Sticking to NHS guidelines on how much red or processed meat people should eat still increases the risk of bowel cancer by 20%, according to new research.

The study, part-funded by Cancer Research UK, published in the International Journal of Epidemiology, examined data from 475,581 people aged 40 to 69 at the start of the study and followed them for an average of 5.7 years.

During this time, 2,609 people developed bowel cancer.

The Department of Health recommends that consumption of things like ham, bacon and and red meat should be limited to around 70g a day, which is the average daily consumption in the UK – the equivalent of just over two rashers of bacon.

But the new research found that found that people consuming an average of 76g per day of red and processed meat had a 20% higher risk of bowel cancer compared with those who ate 21g per day.

For red meat only, the risk was 15% higher for people who ate 54g per day (about one thick slice of roast beef or one lamb chop) on average compared with those who had 8g per day.

For processed meat only, the risk was 19% higher for those who had an average of 29g per day compared with those who had an average of 5g per day.

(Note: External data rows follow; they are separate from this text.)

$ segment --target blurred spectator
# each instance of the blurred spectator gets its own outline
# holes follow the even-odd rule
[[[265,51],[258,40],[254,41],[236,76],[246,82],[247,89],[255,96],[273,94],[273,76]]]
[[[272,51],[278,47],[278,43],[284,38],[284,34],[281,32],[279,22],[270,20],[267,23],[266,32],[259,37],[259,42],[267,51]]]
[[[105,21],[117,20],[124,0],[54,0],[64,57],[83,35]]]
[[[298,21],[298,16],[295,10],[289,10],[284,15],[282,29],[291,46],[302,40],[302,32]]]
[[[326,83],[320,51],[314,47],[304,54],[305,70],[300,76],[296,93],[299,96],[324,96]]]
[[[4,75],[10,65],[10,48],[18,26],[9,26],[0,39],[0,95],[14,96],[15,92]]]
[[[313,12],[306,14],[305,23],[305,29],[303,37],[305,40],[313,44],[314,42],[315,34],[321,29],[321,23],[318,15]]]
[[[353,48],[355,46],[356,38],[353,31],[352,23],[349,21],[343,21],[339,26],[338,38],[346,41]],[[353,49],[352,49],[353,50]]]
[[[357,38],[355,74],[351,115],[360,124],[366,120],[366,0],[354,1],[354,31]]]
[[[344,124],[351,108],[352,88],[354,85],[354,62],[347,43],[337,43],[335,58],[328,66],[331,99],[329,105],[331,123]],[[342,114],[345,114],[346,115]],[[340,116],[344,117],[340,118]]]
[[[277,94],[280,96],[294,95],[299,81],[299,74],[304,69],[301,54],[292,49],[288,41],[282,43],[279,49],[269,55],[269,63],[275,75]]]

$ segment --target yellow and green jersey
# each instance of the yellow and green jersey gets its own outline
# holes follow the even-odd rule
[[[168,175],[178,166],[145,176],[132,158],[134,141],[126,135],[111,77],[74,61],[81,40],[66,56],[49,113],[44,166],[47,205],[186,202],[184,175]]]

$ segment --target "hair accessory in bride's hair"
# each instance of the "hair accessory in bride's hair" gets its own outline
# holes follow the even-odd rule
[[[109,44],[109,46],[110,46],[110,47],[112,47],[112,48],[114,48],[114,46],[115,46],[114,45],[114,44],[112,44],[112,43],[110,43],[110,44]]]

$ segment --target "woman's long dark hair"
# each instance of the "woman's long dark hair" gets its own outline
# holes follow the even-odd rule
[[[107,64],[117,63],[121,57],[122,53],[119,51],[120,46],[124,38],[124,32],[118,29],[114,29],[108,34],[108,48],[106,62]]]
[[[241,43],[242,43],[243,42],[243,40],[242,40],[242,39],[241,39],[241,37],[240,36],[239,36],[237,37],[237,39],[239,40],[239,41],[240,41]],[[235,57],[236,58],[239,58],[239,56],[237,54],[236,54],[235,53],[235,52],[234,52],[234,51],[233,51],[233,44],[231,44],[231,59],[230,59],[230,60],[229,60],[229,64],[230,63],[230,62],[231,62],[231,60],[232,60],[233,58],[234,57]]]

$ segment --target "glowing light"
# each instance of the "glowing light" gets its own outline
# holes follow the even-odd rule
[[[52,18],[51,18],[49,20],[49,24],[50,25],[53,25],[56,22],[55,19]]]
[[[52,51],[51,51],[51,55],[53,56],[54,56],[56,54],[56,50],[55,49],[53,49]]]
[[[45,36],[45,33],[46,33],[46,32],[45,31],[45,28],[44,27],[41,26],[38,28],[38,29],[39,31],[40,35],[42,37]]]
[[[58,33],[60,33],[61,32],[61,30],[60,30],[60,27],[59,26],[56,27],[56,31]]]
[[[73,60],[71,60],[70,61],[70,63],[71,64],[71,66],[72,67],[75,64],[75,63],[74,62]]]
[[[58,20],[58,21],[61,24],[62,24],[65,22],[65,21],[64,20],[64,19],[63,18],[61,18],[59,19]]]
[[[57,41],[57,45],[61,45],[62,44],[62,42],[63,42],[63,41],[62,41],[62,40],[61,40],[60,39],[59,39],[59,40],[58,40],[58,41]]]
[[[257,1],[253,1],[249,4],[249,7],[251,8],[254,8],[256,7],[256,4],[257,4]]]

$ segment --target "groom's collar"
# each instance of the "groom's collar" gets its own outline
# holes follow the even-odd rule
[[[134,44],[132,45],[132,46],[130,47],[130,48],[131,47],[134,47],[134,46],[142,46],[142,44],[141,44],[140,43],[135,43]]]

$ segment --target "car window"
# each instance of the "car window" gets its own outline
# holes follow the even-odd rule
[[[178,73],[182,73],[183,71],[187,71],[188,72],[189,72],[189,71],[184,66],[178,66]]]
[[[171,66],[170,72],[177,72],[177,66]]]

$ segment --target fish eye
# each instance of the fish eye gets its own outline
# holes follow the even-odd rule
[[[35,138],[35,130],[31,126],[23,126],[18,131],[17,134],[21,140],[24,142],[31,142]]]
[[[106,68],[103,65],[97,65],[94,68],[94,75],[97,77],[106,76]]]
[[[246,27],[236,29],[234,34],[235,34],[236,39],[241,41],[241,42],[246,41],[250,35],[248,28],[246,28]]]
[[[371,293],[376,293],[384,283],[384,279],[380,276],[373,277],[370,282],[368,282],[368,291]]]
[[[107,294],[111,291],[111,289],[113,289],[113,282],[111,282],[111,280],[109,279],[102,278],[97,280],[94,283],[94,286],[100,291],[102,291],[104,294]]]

Cancer Research UK’s expert in diet and cancer, Professor Tim Key, who co-authored the study and is deputy director at the University of Oxford’s cancer epidemiology unit, said: “Our results strongly suggest that people who eat red and processed meat four or more times a week have a higher risk of developing bowel cancer than those who eat red and processed meat less than twice a week.

“There’s substantial evidence that red and processed meat are linked to bowel cancer, and the World Health Organisation classifies processed meat as carcinogenic and red meat as probably carcinogenic.”

Around one in every 15 men and one in every 18 women will develop bowel cancer during their lifetime.

However those people having a high intake of fibre from bread and breakfast cereals lowering their risk of bowel cancer by 14%.

Dr Julie Sharp, Cancer Research UK’s head of health information, said: “The Government guidelines on red and processed meat are general health advice and this study is a reminder that the more you can cut down beyond this, the more you can lower your chances of developing bowel cancer.

“This doesn’t necessarily mean cutting out red and processed meat entirely, but you may want to think about simple ways to reduce how much you have and how often.

“Although breaking habits we’ve had for a long time can be hard, it’s never too late to make healthy changes to our diet.

“You could try doing meat-free Mondays, looking for recipes using fresh chicken and fish, or swapping meat for pulses like beans and lentils in your usual meals.”